Marcel is at a crossroads. He has been offered an apprenticeship at Villeneuve, the neighboring country manor, which would allow him to follow in his late father's footsteps. At the same time, he has won a scholarship at a renowned technical college in Paris, a move that would require him to face the unknown with no guarantee of success. His friend Julia, a city girl through and through, is encouraging him to take a chance and go to Paris. Unknown to Marcel, she has her own reasons to recommend this as well. As the machinations of Marcel's world and that of Villeneuve unfold, Marcel finds help in the most unlikely source imaginable: an ancient oak tree.
Progressively turned into a bug, Marcel must go on a quest across the meadow to feast on the royal jelly in order to return to his human form. Forced to carve his own path and follow his heart, he sets off and quickly finds himself teaming up with a wonderful group of insects, each of which has their own agenda. And with time running out and his existence in peril, Marcel must fight to the finish, or die a bug.
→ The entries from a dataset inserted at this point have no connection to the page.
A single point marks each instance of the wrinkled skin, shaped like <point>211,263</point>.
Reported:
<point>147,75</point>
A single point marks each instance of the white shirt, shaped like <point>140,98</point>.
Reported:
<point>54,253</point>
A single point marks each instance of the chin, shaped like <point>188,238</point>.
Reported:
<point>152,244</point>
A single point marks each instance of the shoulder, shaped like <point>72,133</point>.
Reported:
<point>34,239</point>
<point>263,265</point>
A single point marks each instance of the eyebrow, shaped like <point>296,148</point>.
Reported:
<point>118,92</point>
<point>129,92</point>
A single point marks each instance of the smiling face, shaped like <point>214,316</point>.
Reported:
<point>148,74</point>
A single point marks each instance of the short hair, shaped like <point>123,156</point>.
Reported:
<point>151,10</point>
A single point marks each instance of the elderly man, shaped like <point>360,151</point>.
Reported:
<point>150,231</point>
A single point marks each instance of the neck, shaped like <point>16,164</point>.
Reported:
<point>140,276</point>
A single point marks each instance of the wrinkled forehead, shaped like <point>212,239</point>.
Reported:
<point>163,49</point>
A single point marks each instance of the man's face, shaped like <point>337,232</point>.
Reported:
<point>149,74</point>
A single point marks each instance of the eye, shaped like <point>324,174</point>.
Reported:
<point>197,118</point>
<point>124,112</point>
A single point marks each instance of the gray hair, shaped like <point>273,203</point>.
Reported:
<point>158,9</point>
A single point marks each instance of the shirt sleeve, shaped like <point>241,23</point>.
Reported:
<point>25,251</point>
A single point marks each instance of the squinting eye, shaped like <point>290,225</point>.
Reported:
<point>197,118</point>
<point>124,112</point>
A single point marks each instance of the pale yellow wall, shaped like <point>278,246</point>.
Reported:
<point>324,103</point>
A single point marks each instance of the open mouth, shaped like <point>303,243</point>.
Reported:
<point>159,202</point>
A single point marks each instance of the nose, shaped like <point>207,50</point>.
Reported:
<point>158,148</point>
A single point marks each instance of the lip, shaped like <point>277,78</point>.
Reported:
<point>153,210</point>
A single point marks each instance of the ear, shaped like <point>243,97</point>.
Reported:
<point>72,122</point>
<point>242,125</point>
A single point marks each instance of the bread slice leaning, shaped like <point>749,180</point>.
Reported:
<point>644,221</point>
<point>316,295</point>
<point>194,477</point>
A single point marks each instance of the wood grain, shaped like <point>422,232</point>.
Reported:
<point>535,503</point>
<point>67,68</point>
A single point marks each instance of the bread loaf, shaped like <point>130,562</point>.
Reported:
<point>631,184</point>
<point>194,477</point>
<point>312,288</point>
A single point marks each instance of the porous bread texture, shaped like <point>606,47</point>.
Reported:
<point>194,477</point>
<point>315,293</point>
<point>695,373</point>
The book follows Marcel, a young boy of 15, as he slowly transforms into a bug. It follows his adventure as he tries to get back to being human.
I’d like to describe this book as a coming-of-age type novel where the main character initially starts off as being indecisive and lost and through various hardships/adventures the character grows and develops as a person.
Coming back to the title - Strange Metamorphosis - seems apt as Marcel does undergo a transformation but not just physically but emotionally/mentally as well.
The story starts of a bit slow and only really kicks off when Marcel transforms into a tiny person. He is then told by a oak tree that he must eat some royal jelly honey in order to get back to normal size. Along the way, Marcel picks up insect friends who help him on his mission. What I really enjoyed whilst reading the book was the different bugs that appear and their unique character. Monk has done well in creating individual personalities to each bug and my favourite has to be Miss Bea, the honeybee. The author has a clear affinity towards insects and that’s shown throughout the book.
This book is definitely one to read whilst sitting in your garden on a warm, sunny day, sipping a cool drink.
'A summer book' - That is what I would label it as.
As for editing goes, I didn’t find any typos or grammatical errors. It's really well written.
At 200 odd pages I would say that the author had definitely got his story length right. Any longer and it would have ran the risk of dragging but by keeping it relatively short the story flowed at the right pace.
I would wholeheartedly recommend Strange Metamorphosis to those who enjoyed ‘James And The Giant Peach’ and the film, ‘A Bug's Life’.